Opinion
Civ. No. 98-1803(2), SECTION "L".
February 3, 2000.
Before the Court is plaintiff's motion to amend the judgment pursuant to Rule 59(e) of the Federal Rules of Civil Procedure. For the following reasons, the motion is DENIED.
Donahue moves to alter or amend the judgment entered by the Court on January 6, 2000 in favor of Occidental Chemical Corp. ("Occidental"). Plaintiff's motion is properly filed under Rule 59(e) because it was received on January 20, 2000, within ten days of the entry of the judgment. When a period of time prescribed by a Federal Rule of Civil Procedure is fewer than eleven days, Rule 6 requires that the Court exclude Saturdays, Sundays, and legal holidays from the computation of the time elapsed. Fed.R.Civ.P. 6. Because Donahue submitted his motion within ten weekdays of the Court's ruling, the Court will consider the motion a Rule 59 request. See Lavespere v. Niagara Mach. Tool Works, Inc., 910 F.2d 167, 173 (5th Cir. 1990) (holding that a motion to alter or amend a judgment served within ten days of the judgment falls under Rule 59(e) while a motion made after ten days fall under Rule 60(b)), abrogated on other grounds, Little v. Liquid Air Corp., 37 F.3d 1069, 1075 n. 14 (5th Cir. 1994) (en banc).
Rule 59(e) affords the Court significant discretion when deciding whether to alter or amend its judgment. Id. at 174. The Court has discretion, although not unlimited, to balance the need for finality against the need for justice by considering several factors.
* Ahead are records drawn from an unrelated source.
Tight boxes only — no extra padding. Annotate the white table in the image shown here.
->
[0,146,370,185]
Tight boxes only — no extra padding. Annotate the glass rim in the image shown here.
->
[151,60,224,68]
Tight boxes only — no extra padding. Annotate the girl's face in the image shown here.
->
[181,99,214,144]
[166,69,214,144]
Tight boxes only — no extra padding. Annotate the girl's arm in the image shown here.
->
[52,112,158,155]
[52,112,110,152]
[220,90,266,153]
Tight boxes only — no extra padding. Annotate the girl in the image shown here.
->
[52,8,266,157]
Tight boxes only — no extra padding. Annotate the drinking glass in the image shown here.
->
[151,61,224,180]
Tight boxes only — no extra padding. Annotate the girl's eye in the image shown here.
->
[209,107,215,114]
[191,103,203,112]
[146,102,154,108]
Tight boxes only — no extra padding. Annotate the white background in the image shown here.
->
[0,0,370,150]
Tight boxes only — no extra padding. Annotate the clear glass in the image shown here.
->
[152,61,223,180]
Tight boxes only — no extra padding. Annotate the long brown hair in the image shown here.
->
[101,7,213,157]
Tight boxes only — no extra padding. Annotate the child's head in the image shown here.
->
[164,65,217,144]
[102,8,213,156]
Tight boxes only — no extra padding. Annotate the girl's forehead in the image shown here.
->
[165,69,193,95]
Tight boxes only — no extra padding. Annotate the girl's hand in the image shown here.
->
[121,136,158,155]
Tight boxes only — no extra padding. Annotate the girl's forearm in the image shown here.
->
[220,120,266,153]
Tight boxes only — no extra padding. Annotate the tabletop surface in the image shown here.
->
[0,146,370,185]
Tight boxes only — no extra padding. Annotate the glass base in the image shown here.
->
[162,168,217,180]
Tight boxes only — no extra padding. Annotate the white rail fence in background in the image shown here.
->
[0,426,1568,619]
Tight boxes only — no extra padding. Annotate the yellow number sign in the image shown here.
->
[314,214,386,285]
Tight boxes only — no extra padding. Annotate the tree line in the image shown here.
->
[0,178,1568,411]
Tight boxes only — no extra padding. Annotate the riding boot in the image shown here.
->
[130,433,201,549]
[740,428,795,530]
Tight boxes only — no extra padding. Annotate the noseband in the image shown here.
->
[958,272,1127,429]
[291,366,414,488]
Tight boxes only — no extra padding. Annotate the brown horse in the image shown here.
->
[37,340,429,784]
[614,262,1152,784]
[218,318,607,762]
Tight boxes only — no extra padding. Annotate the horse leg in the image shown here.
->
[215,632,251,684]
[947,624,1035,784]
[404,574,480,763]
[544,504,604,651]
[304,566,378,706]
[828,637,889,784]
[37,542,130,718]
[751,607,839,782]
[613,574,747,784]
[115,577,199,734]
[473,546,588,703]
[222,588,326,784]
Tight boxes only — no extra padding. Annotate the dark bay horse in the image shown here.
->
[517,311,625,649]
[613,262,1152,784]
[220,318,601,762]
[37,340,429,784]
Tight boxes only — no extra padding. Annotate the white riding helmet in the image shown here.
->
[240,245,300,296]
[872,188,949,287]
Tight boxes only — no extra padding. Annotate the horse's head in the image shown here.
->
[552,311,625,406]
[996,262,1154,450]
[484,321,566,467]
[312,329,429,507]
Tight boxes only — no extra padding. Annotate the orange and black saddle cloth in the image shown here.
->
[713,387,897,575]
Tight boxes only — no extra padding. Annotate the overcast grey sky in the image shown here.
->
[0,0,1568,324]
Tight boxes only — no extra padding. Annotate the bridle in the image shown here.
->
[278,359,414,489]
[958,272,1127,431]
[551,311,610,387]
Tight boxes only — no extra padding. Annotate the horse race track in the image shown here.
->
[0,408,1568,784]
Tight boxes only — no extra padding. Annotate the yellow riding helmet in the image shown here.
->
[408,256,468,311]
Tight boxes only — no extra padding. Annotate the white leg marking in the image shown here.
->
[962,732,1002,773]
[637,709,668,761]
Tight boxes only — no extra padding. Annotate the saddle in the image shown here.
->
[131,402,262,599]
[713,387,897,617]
Id.
The Court should consider among other things, the reasons for the moving party's default, the importance of the omitted evidence to the moving party's case, whether the evidence was available to the non-movant before she responded to the summary judgment motion, and the likelihood that the nonmoving party will suffer unfair prejudice if the case is reopened.Id. The need for justice generally favors a Rule 59(e) motion only when the moving party demonstrates a mistake of law or fact or presents newly discovered evidence that was previously unavailable. See Stephens v. Witco Corp., 1998 WL 426214, at *1 (E.D.L.A. July 24, 1998). The Court may also consider whether a new trial is required to "prevent manifest injustice." See Tauzier v. Dodge, 1998 WL 458184, at *1 (E.D.L.A. Aug. 4, 1998). A Rule 59(e) motion, however, cannot be used to relitigate issues with new arguments that could and should have been presented before the judgment was rendered. See Simon v. United States, 891 F.2d 1154, 1159 (5th Cir. 1990); Tauzier, 1998 WL 458184, at *1.
Donahue argues in his motion that he has been denied access to data, depositions, and records that he requested during discovery. The record does not support Donahue's contention. During the prosecution of this case Mr. Donahue has been represented by at least three attorneys. His various attorneys had the opportunity to proceed with discovery and to bring to this court's attention any failure by Occidental to produce relevant documents or witnesses. If Occidental engaged in inappropriate behavior during the discovery period the proper procedure would have been for Donahue's counsel to file a motion with this Court to compel discovery. It is inappropriate to use a motion to amend the judgment pursuant to Rule 59(e) as a vehicle to remedy perceived deficiencies in the discovery process.
Specifically, Donahue argues that Occidental's counsel was unwilling to negotiate a date or time to depose Dr. Charles Freed. Dr. Freed was at no time an employee of Occidental and thus it had no obligation or ability to produce him for a deposition. Moreover, Donahue has failed to demonstrate how the information allegedly withheld during the discovery period would demonstrate either a mistake of law or fact. Donahue fails to establish that there has been a mistake of law or fact, newly discovered evidence, or that a new trial is necessary to prevent manifest injustice. Therefore, plaintiff's motion to amend the judgment is DENIED.
MINUTE ENTRY FEBRUARY 1, 2000 SCHWARTZ, J.